We've burned through a few precedents over the last few years though, haven't we? The current administration is not respectful of tact, or precedence.
 
Oct 30, 2007
4,592
3,759
1,743
I'm no democrat but the concept of the constitution being a living document doesnt bother me so much. Otherwise we wouldn't have 27 amendments and a lot of people wouldnt be able to vote. It's intentionally difficult to amend for good reason, but is amendable all the same. There's just no way they could have thought of everything in the 1780's that may impact future generations. They knew this and it's why it's amendable which makes it a living document.

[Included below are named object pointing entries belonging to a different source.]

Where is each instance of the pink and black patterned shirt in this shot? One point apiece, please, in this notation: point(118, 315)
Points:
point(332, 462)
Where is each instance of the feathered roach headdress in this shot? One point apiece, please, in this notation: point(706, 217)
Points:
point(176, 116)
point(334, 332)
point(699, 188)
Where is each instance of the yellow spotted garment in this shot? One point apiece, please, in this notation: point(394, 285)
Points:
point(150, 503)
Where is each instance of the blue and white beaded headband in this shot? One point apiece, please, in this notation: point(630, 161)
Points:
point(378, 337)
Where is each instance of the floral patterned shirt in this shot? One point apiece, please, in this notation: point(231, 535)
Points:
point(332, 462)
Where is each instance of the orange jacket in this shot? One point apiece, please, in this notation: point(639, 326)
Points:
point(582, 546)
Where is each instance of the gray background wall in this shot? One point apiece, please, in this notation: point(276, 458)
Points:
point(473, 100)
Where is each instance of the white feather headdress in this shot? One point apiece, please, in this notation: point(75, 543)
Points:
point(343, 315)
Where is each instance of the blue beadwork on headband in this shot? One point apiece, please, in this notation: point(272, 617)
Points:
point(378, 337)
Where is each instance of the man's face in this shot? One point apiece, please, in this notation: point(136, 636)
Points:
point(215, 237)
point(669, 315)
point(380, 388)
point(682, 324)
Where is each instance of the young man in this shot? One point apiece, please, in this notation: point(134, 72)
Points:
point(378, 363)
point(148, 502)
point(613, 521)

I also like the idea of judges applying the law in terms of what the framers had in mind at the time, to how it it applies today. Although at the end of the day it's an opinion of the judge. But, It's not a document we abide by word for word, there must be wiggle room for interpretation in the changing values and circumstances of modern culture.. i.e. Constitution grants the congress to raise and support the army and the navy. No mention of air force, space force, coast guard, or some other branch of the military that doesnt exist yet. But we can still interpret the intent behind the words in the constitution to meaning the military as it was understood then and applies today. A problem with originalism though is that some people think differently about it- i.e. is it the intend behind the authors? the ratifiers at the 1st convention? Perhaps the public that elected those ratifiers? or just the understanding of a reasonably educated reader?

One thing we dont have- any law that dictates how the constitution must be interpreted. One can be an originalist, or one can be otherwise. There's no impetus to be one way or the other. Me, personally, i do prefer a pragmatic approach, giving weight to precedence and consequence.

And another thing to consider- were the framers of the constitution originalists themselves?
I agree with you that the Constitution should be a living document that can be amended, but I disagree beyond that. The separations of power are clear. The legislative branch enacts laws, the executive branch carries them out, and the judicial branch interprets them. Judicial interpretations shouldn't change with time. If a law becomes outdated, it should be amended or repealed by Congress. It shouldn't be "reinterpreted" by an activist judge.